Sea Bass with roasted Zucchini and Carrots

We recently moved into town to be closer to everything, like our work, doctors, shopping, and our favorite gym. We also have access to at least three farmers markets in this community instead of just one. However, we are still taking advantage of the delivery service provided by SLO Veg, partly because it saves me time and partly because it allows us to have a variety of fruits and vegetables we might not normally purchase. This way I have to do a little recipe investigation, which keeps cooking fun and interesting, instead of doing the same old thing week after week. Our delivery day also changed, so now I get whatever the fish catch of the day is for Monday from SLO Fresh Catch, as well. While we are not now right next to the ocean, we are still just a short drive from the fisheries. We have cows across the street. We might even get a few chickens for the backyard. It's the SLO life!

We were excited to get some Sea Bass in our delivery this week. It's a nice firm, meaty fish with fewer bones to pick through than the Grenadier and Cod selections. We had to take tweezers and pull out some bones that looked like long needles, but there were only about four of them in one of the pieces.

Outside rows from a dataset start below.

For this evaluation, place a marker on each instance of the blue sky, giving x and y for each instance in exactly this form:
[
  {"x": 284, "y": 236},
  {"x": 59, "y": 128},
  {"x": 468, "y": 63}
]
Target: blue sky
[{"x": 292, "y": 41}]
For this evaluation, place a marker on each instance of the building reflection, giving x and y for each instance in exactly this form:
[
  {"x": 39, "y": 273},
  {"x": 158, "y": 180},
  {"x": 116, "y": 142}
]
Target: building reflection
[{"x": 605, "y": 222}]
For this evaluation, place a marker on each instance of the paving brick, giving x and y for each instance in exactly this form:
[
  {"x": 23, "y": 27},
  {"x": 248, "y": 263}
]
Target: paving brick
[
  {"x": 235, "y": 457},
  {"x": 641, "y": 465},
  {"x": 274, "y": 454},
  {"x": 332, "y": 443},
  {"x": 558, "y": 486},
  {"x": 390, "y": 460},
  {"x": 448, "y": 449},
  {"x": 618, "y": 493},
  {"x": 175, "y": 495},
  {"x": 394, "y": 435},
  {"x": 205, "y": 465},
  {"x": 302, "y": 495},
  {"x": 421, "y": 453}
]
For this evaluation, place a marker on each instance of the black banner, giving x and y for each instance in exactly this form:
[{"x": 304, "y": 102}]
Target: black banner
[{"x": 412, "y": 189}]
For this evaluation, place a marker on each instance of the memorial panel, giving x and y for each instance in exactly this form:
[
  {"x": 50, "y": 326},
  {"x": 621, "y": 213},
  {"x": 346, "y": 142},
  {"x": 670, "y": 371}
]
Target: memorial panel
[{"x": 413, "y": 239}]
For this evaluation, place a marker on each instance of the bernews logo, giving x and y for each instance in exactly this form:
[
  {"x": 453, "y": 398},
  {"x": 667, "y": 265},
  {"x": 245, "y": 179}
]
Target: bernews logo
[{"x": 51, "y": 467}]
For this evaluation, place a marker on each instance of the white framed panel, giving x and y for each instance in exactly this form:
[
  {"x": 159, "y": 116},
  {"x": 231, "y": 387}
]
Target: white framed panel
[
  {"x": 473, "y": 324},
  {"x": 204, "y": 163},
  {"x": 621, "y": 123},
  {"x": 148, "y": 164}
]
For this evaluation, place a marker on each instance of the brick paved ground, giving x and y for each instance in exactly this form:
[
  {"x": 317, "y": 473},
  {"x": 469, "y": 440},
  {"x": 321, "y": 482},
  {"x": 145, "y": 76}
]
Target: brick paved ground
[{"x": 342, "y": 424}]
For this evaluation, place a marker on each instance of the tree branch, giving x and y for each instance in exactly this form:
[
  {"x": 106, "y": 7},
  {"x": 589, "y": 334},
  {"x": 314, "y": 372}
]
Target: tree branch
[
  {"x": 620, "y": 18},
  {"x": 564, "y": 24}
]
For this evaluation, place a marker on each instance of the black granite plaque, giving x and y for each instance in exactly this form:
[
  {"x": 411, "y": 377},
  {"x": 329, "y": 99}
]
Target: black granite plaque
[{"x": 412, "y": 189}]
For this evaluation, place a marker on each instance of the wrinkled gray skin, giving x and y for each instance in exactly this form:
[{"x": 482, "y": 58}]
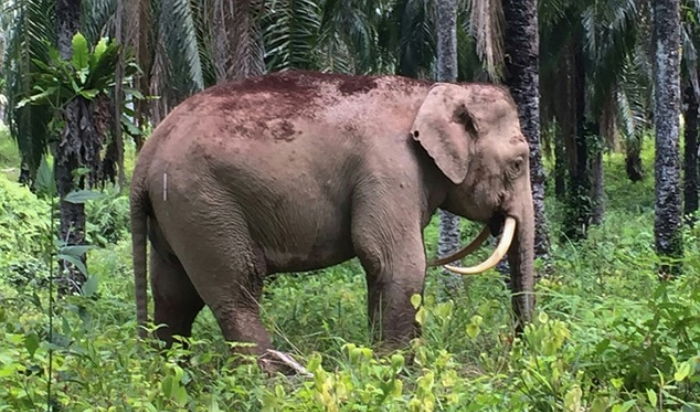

This olive oil is from Tasty Olive in Monterey
The fish was simply prepared with just a little coarse sea salt and freshly ground black pepper for seasoning, then pan fried in a mixture of olive oil and butter. It took just 2 or 3 minutes on each side before the fish began to flake apart. Then I removed the fish from the pan and deglazed the pan with some white wine (a lovely, local Dry Gewurtztraminer). I squeezed in the juice from one big Meyer lemon and added a teaspoonful of capers to the sauce, which was then poured over the fish after it was plated.

I made a side dish of orzo pasta that I browned lightly in butter in the pot, then added water (1:2 ratio pasta/water). When it was cooked through, I stirred in some shredded Romano-Parmesan cheese and a small handful of chopped chives and basil.

Our plates were finished with a generous helping of cheesy orzo pasta and some roasted zucchini, red onion and carrots. The special thing about roasting the vegetables was I used a few sprigs of rosemary and thyme, picked right from our front walkway planter, which were simply placed on top of the vegetables that had been drizzled with buttery olive oil on a cookie sheet. I let them go in a 375 degree oven for about 40 minutes, and the flavors of the herbs infused throughout the vegetables during the cooking time. Finished with a sprinkling of coarse salt: Simple, savory, delicioso!